Serve HTTP and HTTPS on same port, but don't force HTTPS?

pika · April 2, 2020, 4:04pm

I have a weird situation where I have to serve HTTP and HTTPS on the same port, and when HTTP connections come in, serve the response as HTTP, but when HTTPS connections come in, serve the response as HTTPS. When I attempt to do this with the configuration below:

*.<redacted>:32400 {
        proxy /library/metadata localhost:3213 {
                transparent
        }

        proxy / localhost:32401 {
                transparent
                websocket
        }

        log logs/plex.log

        tls plex.cert plex.key
}

:32400 {
        proxy /library/metadata localhost:3213 {
                transparent
        }

        proxy / localhost:32401 {
                transparent
                websocket
        }

        log logs/plex.log

        tls off
}

Caddy complains:

2020/04/02 12:02:43 cannot multiplex *.<redacted>.plex.direct (TLS) and  (not TLS) on same listen
er

Is there a way to get this setup working?

Thanks!

matt · April 2, 2020, 4:12pm

This is possible with a listener wrapper module, but I believe none have been written yet which do what you need.

pika · April 2, 2020, 4:14pm

How would I start doing this (i.e. what would it need to do)? I can’t find any docs specifically about listener wrappers, only the other types of plugins. (and I don’t see any examples of AddListenerMiddleware in the v1 branch)

matt · April 2, 2020, 5:02pm

Don’t write it for v1, which is soon to be discontinued. Write the extension for v2: Extending Caddy — Caddy Documentation

Your module would be in the caddy.listeners namespace, so for example caddy.listeners.multiplex or something like that.

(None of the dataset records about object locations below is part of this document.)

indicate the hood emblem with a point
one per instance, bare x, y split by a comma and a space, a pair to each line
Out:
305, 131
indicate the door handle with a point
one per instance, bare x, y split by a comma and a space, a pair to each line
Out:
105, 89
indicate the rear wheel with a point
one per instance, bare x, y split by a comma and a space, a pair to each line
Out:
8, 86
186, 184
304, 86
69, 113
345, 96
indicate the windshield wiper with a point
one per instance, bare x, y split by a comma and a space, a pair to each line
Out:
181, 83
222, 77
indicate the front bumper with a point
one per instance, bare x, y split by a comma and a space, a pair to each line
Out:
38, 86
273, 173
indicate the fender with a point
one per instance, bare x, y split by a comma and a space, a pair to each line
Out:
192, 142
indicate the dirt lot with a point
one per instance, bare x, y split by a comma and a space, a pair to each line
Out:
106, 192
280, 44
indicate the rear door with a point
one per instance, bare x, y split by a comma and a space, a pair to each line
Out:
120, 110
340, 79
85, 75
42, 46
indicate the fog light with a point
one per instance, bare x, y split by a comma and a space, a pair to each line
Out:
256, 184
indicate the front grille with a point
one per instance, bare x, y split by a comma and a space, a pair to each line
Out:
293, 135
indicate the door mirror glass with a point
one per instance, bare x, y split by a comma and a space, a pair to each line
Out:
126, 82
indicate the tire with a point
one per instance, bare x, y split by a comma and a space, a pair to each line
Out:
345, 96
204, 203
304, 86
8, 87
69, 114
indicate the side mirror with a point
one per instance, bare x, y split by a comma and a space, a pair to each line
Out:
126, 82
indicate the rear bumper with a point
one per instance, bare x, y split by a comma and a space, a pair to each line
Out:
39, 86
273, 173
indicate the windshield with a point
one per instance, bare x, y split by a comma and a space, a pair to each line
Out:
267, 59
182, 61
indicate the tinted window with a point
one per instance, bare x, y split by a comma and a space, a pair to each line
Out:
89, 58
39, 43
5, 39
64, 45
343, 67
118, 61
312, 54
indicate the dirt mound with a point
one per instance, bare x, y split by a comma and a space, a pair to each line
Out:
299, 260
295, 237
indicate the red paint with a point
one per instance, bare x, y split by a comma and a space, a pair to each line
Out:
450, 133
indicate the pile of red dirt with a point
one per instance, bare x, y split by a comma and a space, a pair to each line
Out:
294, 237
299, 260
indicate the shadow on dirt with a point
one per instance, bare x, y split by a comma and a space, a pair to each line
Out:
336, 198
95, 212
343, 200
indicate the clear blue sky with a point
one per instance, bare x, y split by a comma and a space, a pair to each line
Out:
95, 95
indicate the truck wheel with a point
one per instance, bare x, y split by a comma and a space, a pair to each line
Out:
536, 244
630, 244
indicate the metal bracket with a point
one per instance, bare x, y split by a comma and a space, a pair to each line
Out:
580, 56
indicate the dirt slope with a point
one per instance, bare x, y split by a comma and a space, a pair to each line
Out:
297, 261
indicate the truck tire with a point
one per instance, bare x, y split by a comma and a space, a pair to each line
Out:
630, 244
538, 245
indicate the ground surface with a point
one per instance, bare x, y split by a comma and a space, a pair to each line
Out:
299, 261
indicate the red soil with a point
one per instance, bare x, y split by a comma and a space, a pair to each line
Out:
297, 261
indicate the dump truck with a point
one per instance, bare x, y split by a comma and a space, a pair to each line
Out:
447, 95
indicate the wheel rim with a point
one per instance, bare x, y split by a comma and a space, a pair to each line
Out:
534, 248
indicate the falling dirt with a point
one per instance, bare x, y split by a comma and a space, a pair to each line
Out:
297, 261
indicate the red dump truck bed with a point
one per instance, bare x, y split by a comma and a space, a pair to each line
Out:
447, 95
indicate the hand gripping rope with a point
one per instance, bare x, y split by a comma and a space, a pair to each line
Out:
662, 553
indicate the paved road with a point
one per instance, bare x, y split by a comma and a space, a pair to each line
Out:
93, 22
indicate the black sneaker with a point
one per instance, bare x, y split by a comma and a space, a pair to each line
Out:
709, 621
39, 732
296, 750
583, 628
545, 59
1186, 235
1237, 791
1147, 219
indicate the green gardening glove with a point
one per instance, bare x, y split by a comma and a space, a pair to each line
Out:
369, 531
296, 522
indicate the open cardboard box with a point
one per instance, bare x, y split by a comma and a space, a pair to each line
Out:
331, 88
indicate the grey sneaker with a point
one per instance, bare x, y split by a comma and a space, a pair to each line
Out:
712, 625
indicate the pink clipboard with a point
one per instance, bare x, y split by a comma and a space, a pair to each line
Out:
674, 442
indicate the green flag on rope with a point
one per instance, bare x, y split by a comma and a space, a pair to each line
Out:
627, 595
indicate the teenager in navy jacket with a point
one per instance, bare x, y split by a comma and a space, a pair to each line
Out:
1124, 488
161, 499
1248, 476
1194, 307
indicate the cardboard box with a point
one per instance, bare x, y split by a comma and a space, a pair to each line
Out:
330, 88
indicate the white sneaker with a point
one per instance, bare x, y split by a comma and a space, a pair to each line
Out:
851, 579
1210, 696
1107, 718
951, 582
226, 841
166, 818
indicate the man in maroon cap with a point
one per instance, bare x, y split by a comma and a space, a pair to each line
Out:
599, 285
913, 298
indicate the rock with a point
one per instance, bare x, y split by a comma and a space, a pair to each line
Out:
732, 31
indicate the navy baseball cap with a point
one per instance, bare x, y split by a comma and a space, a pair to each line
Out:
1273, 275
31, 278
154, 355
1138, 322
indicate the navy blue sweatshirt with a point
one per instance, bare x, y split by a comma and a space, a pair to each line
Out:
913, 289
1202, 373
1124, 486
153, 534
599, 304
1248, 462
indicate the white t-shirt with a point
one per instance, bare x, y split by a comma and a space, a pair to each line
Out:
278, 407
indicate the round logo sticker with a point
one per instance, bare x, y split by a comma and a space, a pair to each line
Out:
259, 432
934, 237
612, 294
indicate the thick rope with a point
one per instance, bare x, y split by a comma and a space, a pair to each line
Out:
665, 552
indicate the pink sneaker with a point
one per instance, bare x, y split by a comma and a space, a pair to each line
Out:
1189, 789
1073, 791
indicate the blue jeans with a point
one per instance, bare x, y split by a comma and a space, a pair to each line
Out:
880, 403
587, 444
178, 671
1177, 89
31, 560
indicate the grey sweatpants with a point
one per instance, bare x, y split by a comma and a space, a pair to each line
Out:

Your module would implement this interface: caddy package - github.com/caddyserver/caddy/v2 - pkg.go.dev

And then you would set this field in your config to use it: caddy/server.go at 581f1defcb6de580d57f3c3e58b29950d2f42cb7 · caddyserver/caddy · GitHub

That should be all there is to it!

An efficient multiplexer is hard, though. It will require reading a few bytes to know if it is a TLS handshake (make sure to consider TLS 1.3 as well) and then handle accordingly.

pika · April 2, 2020, 5:27pm

I’ll try to implement this, although I’m not even sure where to begin (after what you’ve told me to do, at least)

Thanks!

matt · April 2, 2020, 5:45pm

There’s a no-op implementation here you can see as an example, it’s just a few lines of code: caddy/caddyhttp.go at 178ba024fea4db2b91fd159da629f0a8588f119a · caddyserver/caddy · GitHub

Of course, yours will probably have an Accept() method that reads a few bytes from the net.Conn, then decides whether to initiate a TLS handshake or not. You might actually have to implement both Listener.Accept() and Conn.Read() methods… I did something similar in v1 here: caddy/mitm.go at v1 · caddyserver/caddy · GitHub and caddy/mitm.go at v1 · caddyserver/caddy · GitHub – but maybe yours won’t have to be so complex.

pika · April 2, 2020, 5:47pm

Thank you for your help!

Mohammed90 · April 2, 2020, 6:20pm

If you need to study some prior art, there’s github.com/soheilhy/cmux. They already cite some limitations, so take that in consideration when you’re working on the implementation. For example, it doesn’t have the .Close() method, but there’s an open PR for that that you may look at. There’s a soft fork by CockroachDB at GitHub - cockroachdb/cmux: Connection multiplexer for GoLang: serve different services on the same port!, which they use in CockroachDB.

system · May 2, 2020, 6:20pm

This topic was automatically closed 30 days after the last reply. New replies are no longer allowed.